After reading the urine test results, the researchers used machine learning to analyze the data. Using this approach, they were able to train algorithms that could differentiate between pneumonia and healthy controls, and also distinguish whether an infection was viral or bacterial, based on those 20 sensors.

The researchers also found that their sensors could distinguish between the five pathogens they tested for, but with less accuracy than the test for distinguishing between viruses and bacteria. One possibility that researchers can pursue is to develop algorithms that can not only distinguish bacterial from viral infections, but also identify the class of microbes that cause a bacterial infection, which could help doctors choose the best antibiotic to combat that infection. type of bacteria.

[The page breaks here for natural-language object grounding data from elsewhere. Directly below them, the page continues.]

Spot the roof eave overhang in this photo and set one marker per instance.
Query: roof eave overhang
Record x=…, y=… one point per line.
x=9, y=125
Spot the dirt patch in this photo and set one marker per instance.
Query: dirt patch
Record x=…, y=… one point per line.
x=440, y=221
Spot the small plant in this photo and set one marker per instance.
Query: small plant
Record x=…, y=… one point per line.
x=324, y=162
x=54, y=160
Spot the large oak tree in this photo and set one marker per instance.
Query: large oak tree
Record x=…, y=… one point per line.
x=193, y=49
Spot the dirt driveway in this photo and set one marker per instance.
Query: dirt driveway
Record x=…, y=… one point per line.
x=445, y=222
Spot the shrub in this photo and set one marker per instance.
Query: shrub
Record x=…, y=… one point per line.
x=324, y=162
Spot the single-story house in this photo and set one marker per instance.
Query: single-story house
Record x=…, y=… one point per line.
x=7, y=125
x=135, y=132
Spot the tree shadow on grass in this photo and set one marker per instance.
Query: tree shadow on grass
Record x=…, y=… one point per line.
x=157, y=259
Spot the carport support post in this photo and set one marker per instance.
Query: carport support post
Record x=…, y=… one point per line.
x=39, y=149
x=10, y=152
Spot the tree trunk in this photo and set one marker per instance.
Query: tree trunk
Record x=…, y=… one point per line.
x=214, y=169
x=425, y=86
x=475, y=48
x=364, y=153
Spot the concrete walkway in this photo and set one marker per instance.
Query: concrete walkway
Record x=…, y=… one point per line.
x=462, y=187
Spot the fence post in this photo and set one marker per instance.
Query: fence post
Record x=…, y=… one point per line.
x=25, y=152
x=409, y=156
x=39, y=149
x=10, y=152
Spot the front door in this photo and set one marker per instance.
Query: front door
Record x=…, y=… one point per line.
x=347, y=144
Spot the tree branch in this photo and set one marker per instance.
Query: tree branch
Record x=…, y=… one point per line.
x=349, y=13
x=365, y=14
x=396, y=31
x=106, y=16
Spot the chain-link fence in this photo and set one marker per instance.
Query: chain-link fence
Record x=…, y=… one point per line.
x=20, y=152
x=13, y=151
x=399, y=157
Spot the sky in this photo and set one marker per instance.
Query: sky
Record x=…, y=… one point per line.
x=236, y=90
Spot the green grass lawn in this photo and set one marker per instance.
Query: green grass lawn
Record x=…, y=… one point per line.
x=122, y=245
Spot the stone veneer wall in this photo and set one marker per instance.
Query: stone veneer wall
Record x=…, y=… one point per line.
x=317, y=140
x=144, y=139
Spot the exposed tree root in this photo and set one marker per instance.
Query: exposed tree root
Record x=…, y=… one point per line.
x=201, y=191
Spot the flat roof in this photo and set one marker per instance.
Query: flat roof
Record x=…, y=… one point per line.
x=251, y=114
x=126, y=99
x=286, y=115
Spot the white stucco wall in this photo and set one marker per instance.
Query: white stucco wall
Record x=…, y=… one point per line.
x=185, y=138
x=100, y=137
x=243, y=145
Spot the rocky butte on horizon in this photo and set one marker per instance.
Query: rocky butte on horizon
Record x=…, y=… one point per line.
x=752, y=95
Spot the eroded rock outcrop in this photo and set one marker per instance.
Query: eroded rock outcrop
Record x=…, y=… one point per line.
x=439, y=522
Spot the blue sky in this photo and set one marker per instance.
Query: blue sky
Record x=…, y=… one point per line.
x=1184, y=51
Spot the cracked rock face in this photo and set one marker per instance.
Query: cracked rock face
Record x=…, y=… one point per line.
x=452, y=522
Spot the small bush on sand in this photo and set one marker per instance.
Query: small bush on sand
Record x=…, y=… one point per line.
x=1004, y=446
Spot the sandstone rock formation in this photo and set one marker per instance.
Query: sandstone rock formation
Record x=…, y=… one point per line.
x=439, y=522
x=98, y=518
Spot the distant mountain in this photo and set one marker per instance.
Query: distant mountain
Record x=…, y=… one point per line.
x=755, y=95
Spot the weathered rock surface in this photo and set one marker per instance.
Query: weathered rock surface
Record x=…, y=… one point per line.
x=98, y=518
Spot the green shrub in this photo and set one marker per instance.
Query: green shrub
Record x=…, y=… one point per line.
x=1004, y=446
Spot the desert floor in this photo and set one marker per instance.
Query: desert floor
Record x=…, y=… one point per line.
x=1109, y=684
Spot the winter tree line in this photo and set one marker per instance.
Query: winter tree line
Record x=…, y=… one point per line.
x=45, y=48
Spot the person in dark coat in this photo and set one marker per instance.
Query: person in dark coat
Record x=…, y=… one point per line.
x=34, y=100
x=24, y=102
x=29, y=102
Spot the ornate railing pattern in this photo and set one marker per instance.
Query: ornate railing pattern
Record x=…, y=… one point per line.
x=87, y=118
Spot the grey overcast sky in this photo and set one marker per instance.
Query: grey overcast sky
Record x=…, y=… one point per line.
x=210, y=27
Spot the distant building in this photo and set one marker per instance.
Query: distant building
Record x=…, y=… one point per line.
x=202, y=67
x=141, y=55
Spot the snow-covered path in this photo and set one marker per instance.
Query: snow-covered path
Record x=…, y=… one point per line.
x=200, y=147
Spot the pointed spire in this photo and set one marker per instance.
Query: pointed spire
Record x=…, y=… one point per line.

The urine-based reading can also be detected in the future with a strip of paper, similar to a pregnancy test, which would allow for a point-of-care diagnosis. To this end, the researchers identified a subset of five sensors that could put home testing more within reach. However, more work is needed to determine whether the reduced panel would work as well in humans, who have more genetic and clinical variability than mice.

response patterns

In their study, the researchers also identified some patterns of host response to different types of infection. In mice with bacterial infections, proteases secreted by neutrophils were seen more prominently, which was expected because neutrophils tend to respond more to bacterial than viral infections.

Viral infections, on the other hand, elicited protease activity from T cells and NK cells, which are generally more responsive to viral infections. One of the sensors that generated the strongest signal was linked to a protease called granzyme B, which triggers programmed cell death. The researchers found that this sensor was highly activated in the lungs of mice with viral infections, and that both NK and T cells were involved in the response.

To deliver the sensors to mice, the researchers injected them directly into the trachea, but they are now developing versions for human use that could be delivered with a nebulizer or an inhaler similar to an asthma inhaler. They are also working on a way to detect the results using a breathalyzer instead of a urine test, which could give results even faster.

The research was supported, in part, by the Bill and Melinda Gates Foundation, Janssen Research and Development, the National Cancer Institute Koch Institute Support (Core) Grant, and the National Institute of Environmental Health Sciences.